En effet, le risque de confusion couvre les situations dans lesquelles le consommateur confond directement les marques elles-mêmes, ou dans lesquelles le consommateur établit un lien entre les signes en conflit et suppose que les produits/services couverts proviennent des mêmes entreprises ou d’entreprises économiquement liées (29/09/1998, C-39/97, Canon, EU:C:1998:442, § 29).
Compte tenu de tout ce qui précède, la division d’opposition constate qu’il existe un risque de confusion dans l’esprit du public néerlandophone et que, par conséquent, l’opposition est partiellement fondée sur la basis de l’enregistrement de marque Benelux de l’opposant.
Il découle de ce qui précède que la marque contestée doit être rejetée pour les services jugés similaires à ceux de la marque antérieure.
Le reste des services contestés est dissimilaire.

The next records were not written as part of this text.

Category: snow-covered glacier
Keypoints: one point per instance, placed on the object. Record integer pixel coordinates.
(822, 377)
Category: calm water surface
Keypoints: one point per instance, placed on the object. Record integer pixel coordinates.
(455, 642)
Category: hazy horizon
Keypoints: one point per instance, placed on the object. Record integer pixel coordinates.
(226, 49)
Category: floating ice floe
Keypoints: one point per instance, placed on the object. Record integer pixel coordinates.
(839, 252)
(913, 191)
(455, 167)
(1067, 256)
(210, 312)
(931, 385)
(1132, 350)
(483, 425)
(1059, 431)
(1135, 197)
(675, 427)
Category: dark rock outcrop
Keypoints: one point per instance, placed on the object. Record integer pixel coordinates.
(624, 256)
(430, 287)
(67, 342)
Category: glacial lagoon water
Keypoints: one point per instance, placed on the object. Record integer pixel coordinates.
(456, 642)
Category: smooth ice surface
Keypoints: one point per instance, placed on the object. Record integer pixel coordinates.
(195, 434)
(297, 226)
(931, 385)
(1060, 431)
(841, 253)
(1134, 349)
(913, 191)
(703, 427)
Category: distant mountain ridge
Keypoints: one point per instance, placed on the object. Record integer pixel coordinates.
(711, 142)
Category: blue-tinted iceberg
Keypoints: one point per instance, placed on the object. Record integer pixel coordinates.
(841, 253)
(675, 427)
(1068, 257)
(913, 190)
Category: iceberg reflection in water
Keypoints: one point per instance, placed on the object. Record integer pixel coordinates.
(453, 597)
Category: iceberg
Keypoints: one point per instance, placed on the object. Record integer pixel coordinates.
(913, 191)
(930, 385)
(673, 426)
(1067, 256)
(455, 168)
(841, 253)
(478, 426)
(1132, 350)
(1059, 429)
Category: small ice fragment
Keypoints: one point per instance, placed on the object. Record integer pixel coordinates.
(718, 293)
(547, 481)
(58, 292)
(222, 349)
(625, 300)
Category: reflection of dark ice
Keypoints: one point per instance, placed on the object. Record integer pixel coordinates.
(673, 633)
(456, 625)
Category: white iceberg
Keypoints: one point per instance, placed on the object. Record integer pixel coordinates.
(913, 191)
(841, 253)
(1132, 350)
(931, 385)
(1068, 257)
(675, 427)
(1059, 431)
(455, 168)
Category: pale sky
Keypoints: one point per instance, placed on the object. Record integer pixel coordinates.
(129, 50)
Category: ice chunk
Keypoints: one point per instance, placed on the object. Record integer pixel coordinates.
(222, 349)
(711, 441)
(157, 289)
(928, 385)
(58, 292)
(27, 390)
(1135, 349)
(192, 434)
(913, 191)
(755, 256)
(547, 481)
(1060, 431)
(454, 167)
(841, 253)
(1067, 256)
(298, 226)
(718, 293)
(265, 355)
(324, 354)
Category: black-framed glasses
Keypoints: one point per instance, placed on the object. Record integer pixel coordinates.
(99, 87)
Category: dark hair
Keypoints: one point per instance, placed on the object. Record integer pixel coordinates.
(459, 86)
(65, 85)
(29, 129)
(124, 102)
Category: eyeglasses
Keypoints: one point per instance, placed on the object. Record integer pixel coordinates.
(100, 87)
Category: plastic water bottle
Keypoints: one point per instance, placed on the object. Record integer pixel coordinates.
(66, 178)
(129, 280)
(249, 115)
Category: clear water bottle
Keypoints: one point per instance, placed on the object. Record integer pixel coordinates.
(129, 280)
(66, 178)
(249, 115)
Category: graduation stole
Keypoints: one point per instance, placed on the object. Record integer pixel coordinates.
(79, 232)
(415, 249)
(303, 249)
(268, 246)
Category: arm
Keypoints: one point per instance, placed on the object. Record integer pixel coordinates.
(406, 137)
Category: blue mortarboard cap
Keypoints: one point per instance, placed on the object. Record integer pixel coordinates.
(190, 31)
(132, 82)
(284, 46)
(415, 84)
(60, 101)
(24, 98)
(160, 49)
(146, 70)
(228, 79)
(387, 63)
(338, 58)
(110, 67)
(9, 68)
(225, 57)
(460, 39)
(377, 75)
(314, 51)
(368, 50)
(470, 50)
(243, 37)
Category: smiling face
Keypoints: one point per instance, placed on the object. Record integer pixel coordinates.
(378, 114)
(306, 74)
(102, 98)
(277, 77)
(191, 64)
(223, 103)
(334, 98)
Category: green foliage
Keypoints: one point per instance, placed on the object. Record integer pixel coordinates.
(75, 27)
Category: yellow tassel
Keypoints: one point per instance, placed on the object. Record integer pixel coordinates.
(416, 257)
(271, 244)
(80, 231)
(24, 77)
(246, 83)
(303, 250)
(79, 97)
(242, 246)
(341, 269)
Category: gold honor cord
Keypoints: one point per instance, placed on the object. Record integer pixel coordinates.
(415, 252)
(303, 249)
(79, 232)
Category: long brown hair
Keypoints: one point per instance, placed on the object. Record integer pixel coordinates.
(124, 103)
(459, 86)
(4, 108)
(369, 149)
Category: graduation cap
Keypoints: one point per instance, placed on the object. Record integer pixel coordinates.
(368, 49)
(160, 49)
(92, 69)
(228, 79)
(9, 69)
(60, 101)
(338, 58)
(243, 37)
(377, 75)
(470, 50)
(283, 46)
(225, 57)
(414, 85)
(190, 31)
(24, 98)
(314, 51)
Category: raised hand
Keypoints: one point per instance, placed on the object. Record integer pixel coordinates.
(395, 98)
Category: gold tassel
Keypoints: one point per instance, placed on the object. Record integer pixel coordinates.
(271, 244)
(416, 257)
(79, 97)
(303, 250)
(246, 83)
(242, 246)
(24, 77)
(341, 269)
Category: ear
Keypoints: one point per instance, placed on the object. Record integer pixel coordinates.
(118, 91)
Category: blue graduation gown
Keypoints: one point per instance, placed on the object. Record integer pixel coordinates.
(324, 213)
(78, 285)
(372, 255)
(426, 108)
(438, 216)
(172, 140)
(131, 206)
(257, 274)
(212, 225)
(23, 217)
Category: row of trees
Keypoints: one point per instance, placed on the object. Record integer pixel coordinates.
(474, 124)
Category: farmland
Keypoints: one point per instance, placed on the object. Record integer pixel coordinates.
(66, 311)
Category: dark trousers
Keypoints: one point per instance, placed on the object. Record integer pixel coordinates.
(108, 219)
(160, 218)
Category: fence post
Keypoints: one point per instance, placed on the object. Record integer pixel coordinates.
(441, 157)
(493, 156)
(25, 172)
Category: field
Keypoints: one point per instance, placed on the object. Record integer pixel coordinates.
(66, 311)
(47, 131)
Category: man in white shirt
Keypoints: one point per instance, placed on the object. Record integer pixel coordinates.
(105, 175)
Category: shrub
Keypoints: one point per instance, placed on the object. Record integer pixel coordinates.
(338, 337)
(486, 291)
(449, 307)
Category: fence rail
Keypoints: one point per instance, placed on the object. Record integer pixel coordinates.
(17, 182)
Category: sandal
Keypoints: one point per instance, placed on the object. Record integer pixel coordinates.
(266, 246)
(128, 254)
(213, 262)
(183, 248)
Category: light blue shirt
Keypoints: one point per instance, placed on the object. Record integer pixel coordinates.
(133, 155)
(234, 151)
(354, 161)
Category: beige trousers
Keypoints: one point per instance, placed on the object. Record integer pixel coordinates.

L’identité ou la similitude des produits et services étant une condition nécessaire à l’application de l’article 8, paragraphe 1, sous b)
Décision sur opposition n° B 3 216 903 Page 11 sur 11
RMUE, l’opposition fondée sur cet article et visant ces services ne saurait prospérer.
DÉPENS
Conformément à l’article 109, paragraphe 1, du RMUE, la partie qui succombe dans la procédure d’opposition supporte les frais et dépens exposés par l’autre partie. Conformément à l’article 109, paragraphe 3, du RMUE, lorsque chaque partie succombe sur certains chefs et obtient gain de cause sur d’autres, ou si l’équité l’exige, la division d’opposition statue sur une autre répartition des dépens.
Étant donné que l’opposition ne prospère que pour une partie des services contestés, les deux parties ont obtenu gain de cause sur certains chefs et succombé sur d’autres. En conséquence, chaque partie supporte ses propres dépens.
La division d’opposition
Fernando AZCONA DELGADO Manuela RUSEVA Tzvetelina IANTCHEVA
Conformément à l’article 67 du RMUE, toute partie à laquelle la présente décision fait grief peut former un recours contre celle-ci. Conformément à l’article 68 du RMUE, l’acte de recours doit être déposé par écrit auprès de l’Office dans un délai de deux mois à compter de la date de notification de la présente décision. Il doit être déposé dans la langue de la procédure dans laquelle la décision faisant l’objet du recours a été rendue. En outre, un mémoire exposant les motifs du recours doit être déposé dans un délai de quatre mois à compter de la même date. L’acte de recours n’est réputé déposé qu’après paiement de la taxe de recours de 720 EUR.